In any binary number, the rightmost digit is called **least significant bit (LSB)** and leftmost digit is called **most significant bit (MSB)**.

And decimal equivalent of this number is sum of product of each digit with its positional value.

11010_{2} = 1×2^{4 }+ 1×2^{3} + 0×2^{2} + 1×2^{1} + 0×2^{0}

= 16 + 8 + 0 + 2 + 0

= 26_{10}

Computer memory is measured in terms of how many bits it can store. Here is a chart for memory capacity conversion.

- 1 byte (B) = 8 bits
- 1 Kilobytes (KB) = 1024 bytes
- 1 Megabyte (MB) = 1024 KB
- 1 Gigabyte (GB) = 1024 MB
- 1 Terabyte (TB) = 1024 GB
- 1 Exabyte (EB) = 1024 PB
- 1 Zettabyte = 1024 EB
- 1 Yottabyte (YB) = 1024 ZB

## Octal Number System

**Octal number system** has eight digits – 0, 1, 2, 3, 4, 5, 6 and 7. Octal number system is also a positional value system with where each digit has its value expressed in powers of 8, as shown here −

Decimal equivalent of any octal number is sum of product of each digit with its positional value.

726_{8} = 7×8^{2 }+ 2×8^{1} + 6×8^{0}

= 448 + 16 + 6

= 470_{10}

## Hexadecimal Number System

**Octal number system** has 16 symbols – 0 to 9 and A to F where A is equal to 10, B is equal to 11 and so on till F. Hexadecimal number system is also a positional value system with where each digit has its value expressed in powers of 16, as shown here −

Decimal equivalent of any hexadecimal number is sum of product of each digit with its positional value.

27FB_{16} = 2×16^{3} + 7×16^{2} + 15×16^{1} + 10×16^{0}

= 8192 + 1792 + 240 +10

= 10234_{10}

## Number System Relationship

The following table depicts the relationship between decimal, binary, octal and hexadecimal number systems.

HEXADECIMAL | DECIMAL | OCTAL | BINARY |
---|---|---|---|

0 | 0 | 0 | 0000 |

1 | 1 | 1 | 0001 |

2 | 2 | 2 | 0010 |

3 | 3 | 3 | 0011 |

4 | 4 | 4 | 0100 |

5 | 5 | 5 | 0101 |

6 | 6 | 6 | 0110 |

7 | 7 | 7 | 0111 |

8 | 8 | 10 | 1000 |

9 | 9 | 11 | 1001 |

A | 10 | 12 | 1010 |

B | 11 | 13 | 1011 |

C | 12 | 14 | 1100 |

D | 13 | 15 | 1101 |

E | 14 | 16 | 1110 |

F | 15 | 17 | 1111 |

## ASCII

Besides numerical data, computer must be able to handle alphabets, punctuation marks, mathematical operators, special symbols, etc. that form the complete character set of English language.

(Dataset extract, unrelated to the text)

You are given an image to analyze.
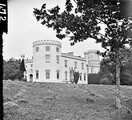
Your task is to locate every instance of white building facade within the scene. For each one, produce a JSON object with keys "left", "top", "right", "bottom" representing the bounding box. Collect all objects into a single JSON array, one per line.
[{"left": 25, "top": 40, "right": 100, "bottom": 84}]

The complete set of characters or symbols are called alphanumeric codes. The complete alphanumeric code typically includes −

- 26 upper case letters
- 26 lower case letters
- 10 digits
- 7 punctuation marks
- 20 to 40 special characters

Now a computer understands only numeric values, whatever the number system used. So all characters must have a numeric equivalent called the alphanumeric code. The most widely used alphanumeric code is American Standard Code for Information Interchange (ASCII). ASCII is a 7-bit code that has 128 (27) possible codes.

## ISCII

ISCII stands for **Indian Script Code for Information Interchange**. IISCII was developed to support Indian languages on computer. Language supported by IISCI include Devanagari, Tamil, Bangla, Gujarati, Gurmukhi, Tamil, Telugu, etc. IISCI is mostly used by government departments and before it could catch on, a new universal encoding standard called **Unicode** was introduced.

## Unicode

Unicode is an international coding system designed to be used with different language scripts. Each character or symbol is assigned a unique numeric value, largely within the framework of ASCII. Earlier, each script had its own encoding system, which could conflict with each other.

In contrast, this is what Unicode officially aims to do − *Unicode provides a unique number for every character, no matter what the platform, no matter what the program, no matter what the language*.